In conclusion, The Arab uprising is not only one event but several protests which had similar objectives, which were reformations in the regimes leading to the protests. Tunisia, Egypt, Yemen, and Libya felt the blow of the uprising where some of the brought about changes in government. In contrast, others like Bahrain failed to lead to constituency punishments. The protests in Egypt and Tunisia greatly influenced the new governance available currently; hence it was worth the fight as the effect of the demonstrations is positive as they changed the form of management. Similarly, with the assassination of Qaddafi, Libya has become a better county currently.

 

 

 

 

 

 

 

References

Salih, K. E. O. (2013). The roots and causes of the 2011 Arab uprisings. Arab Studies Quarterly35(2), 184-206.

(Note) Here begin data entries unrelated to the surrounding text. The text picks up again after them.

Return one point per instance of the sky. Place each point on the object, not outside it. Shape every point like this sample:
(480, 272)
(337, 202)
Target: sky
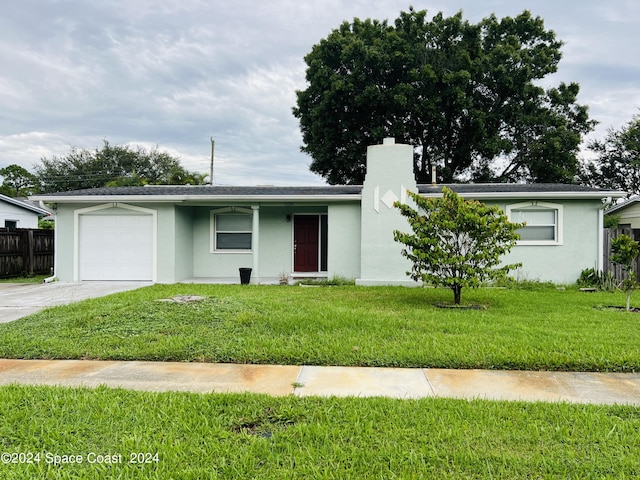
(177, 73)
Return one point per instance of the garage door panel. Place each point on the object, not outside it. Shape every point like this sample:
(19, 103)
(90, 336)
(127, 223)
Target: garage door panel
(116, 247)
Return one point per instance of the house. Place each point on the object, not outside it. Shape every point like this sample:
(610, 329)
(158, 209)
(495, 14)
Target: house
(170, 234)
(627, 211)
(16, 213)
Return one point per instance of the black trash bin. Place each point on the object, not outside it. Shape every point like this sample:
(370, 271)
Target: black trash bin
(245, 276)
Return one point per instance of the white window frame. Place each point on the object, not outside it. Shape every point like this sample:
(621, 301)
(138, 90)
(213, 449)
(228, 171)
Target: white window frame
(536, 205)
(213, 229)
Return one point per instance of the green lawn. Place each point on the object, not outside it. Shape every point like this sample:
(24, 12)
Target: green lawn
(32, 279)
(543, 329)
(191, 436)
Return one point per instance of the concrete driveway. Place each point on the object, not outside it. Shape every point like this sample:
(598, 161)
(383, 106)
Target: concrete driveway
(21, 299)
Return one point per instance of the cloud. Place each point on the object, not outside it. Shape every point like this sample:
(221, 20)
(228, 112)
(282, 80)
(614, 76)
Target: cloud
(175, 73)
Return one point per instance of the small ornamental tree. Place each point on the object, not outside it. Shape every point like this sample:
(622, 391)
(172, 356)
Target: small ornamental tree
(624, 250)
(456, 243)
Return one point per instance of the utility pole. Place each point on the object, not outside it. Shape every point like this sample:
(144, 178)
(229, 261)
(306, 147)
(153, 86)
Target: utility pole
(211, 174)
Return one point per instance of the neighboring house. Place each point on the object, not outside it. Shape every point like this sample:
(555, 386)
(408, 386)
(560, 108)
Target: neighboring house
(16, 213)
(173, 234)
(628, 211)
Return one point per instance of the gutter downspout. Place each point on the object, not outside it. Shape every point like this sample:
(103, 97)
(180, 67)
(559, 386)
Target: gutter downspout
(606, 202)
(55, 243)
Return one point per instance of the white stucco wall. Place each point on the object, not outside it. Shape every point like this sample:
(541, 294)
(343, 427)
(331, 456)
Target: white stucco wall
(389, 176)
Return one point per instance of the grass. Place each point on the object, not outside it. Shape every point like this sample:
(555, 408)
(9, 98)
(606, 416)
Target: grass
(25, 279)
(541, 329)
(229, 436)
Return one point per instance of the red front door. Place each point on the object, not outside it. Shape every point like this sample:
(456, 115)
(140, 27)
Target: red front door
(305, 243)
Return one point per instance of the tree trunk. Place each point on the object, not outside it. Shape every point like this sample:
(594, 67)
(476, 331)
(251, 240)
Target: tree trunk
(456, 294)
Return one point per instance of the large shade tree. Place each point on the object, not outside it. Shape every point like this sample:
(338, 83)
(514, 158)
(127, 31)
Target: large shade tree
(467, 96)
(112, 165)
(17, 181)
(617, 161)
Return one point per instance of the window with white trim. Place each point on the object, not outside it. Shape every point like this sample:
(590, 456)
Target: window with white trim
(232, 230)
(543, 222)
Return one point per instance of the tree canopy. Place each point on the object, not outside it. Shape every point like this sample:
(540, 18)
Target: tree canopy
(467, 96)
(112, 165)
(455, 243)
(617, 164)
(17, 181)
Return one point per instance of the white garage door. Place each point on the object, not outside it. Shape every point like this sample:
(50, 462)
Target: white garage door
(116, 247)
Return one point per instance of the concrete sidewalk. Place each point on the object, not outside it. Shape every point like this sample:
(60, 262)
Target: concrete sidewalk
(404, 383)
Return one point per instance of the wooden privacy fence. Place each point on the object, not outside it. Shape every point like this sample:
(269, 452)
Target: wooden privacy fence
(616, 270)
(25, 251)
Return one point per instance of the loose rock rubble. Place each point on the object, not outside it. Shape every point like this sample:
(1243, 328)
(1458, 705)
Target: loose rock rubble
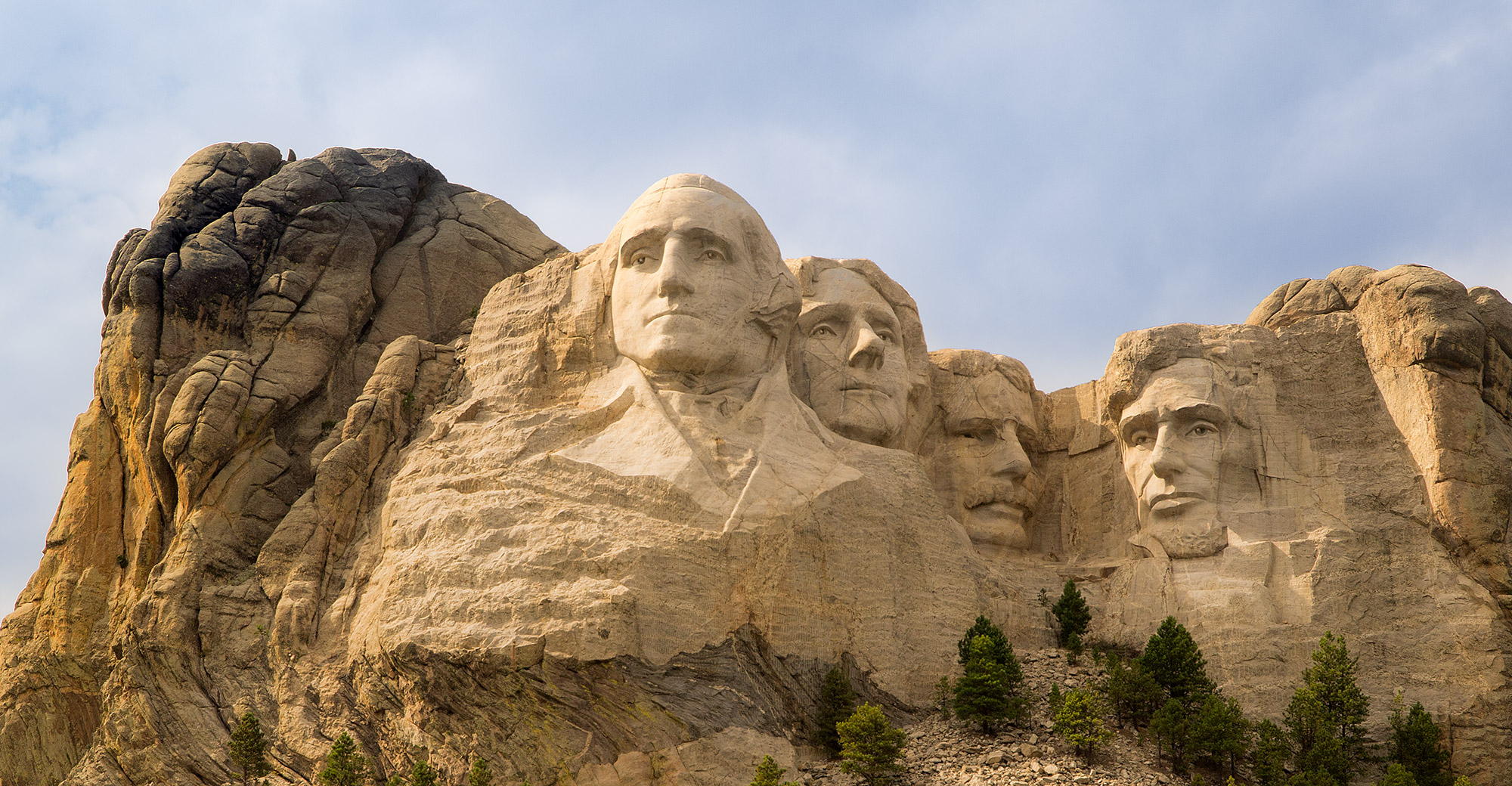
(944, 752)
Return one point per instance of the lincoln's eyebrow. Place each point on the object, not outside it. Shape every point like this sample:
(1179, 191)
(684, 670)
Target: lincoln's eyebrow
(1138, 421)
(822, 312)
(1203, 412)
(878, 314)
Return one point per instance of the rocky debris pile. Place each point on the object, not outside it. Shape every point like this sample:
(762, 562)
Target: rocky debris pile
(949, 752)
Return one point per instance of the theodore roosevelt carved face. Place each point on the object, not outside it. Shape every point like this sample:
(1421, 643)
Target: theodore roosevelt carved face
(981, 457)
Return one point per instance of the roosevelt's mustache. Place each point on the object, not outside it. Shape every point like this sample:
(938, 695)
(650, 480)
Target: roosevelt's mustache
(999, 492)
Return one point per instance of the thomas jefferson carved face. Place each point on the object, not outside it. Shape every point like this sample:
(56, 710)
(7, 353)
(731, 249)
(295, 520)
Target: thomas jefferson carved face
(686, 286)
(1173, 441)
(982, 469)
(854, 357)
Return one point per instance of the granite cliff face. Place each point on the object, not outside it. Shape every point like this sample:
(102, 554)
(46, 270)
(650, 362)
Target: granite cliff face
(371, 454)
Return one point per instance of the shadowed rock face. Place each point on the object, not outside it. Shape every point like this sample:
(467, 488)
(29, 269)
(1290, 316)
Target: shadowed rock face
(371, 454)
(240, 330)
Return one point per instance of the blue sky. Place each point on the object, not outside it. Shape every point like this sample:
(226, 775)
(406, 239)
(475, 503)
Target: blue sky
(1040, 176)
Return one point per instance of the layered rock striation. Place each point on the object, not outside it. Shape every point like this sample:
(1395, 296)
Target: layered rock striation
(371, 454)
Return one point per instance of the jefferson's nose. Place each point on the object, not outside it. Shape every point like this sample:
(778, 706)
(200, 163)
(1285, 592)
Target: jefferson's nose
(869, 351)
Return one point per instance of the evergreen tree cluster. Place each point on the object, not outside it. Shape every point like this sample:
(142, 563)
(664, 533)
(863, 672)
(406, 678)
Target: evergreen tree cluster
(991, 690)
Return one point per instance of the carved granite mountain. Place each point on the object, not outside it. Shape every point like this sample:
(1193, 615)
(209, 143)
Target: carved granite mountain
(371, 454)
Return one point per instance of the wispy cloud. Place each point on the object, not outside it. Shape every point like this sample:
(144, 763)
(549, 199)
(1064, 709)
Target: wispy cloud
(1041, 176)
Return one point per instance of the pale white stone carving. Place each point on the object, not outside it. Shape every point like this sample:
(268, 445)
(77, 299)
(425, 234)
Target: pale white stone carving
(860, 357)
(982, 471)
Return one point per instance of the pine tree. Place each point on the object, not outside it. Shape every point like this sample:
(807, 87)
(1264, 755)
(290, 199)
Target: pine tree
(837, 704)
(480, 773)
(249, 750)
(984, 628)
(424, 775)
(770, 775)
(1173, 726)
(991, 692)
(870, 746)
(1221, 732)
(1133, 693)
(1176, 663)
(1071, 613)
(1328, 713)
(1398, 776)
(344, 766)
(1079, 722)
(1416, 744)
(1271, 755)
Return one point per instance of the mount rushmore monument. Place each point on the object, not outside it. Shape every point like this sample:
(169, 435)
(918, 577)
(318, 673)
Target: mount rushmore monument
(373, 454)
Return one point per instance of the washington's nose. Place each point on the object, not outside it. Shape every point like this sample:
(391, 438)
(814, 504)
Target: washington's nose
(675, 273)
(869, 351)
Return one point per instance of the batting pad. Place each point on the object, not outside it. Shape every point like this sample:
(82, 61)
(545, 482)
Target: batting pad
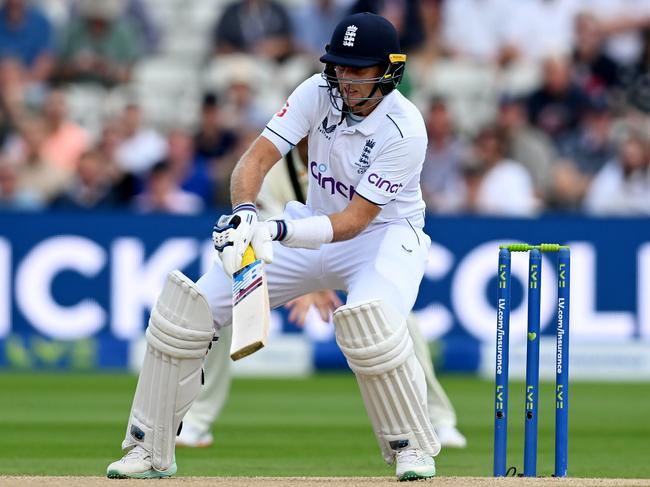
(179, 333)
(375, 340)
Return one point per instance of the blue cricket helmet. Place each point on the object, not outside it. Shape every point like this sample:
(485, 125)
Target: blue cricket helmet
(363, 40)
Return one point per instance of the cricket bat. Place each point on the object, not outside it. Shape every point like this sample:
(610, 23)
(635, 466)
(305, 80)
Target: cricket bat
(251, 312)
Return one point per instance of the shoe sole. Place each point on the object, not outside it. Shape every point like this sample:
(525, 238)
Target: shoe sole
(149, 474)
(411, 475)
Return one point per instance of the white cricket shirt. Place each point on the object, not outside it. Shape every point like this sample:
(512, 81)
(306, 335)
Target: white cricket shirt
(380, 158)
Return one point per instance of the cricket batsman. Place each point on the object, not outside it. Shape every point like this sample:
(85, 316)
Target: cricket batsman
(360, 231)
(288, 181)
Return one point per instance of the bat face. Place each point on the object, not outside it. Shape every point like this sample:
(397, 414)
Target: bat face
(251, 310)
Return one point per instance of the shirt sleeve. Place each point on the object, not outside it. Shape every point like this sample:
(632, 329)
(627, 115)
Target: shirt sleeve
(393, 168)
(293, 122)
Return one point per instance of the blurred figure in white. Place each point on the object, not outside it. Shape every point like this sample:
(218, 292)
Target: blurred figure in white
(99, 45)
(314, 22)
(141, 146)
(525, 143)
(495, 185)
(26, 45)
(473, 29)
(536, 29)
(622, 22)
(164, 195)
(258, 27)
(441, 178)
(12, 196)
(622, 187)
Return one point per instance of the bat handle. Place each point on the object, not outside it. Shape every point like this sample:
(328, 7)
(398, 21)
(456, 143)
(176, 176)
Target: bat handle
(249, 256)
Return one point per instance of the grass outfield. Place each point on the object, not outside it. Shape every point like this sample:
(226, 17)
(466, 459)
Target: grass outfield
(55, 424)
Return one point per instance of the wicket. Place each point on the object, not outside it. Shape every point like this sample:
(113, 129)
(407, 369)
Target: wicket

Schraeder, P. J. (2012). Tunisia’s Jasmine revolution & the Arab Spring: Implications for international intervention. Orbis56(4), 662-675.

Lynch, M. (2013). The Arab uprising: The unfinished revolutions of the new Middle East. Hachette UK.

Abdou, D. S., &Zaazou, Z. (2013).The Egyptian revolution and post-socio-economic impact.Topics in Middle Eastern and African Economies15(1), 92-115.

Pandya, S. (2010).Women’s Shi ‘i Ma’atim in Bahrain. Journal of Middle East Women’s Studies6(2), 31-58.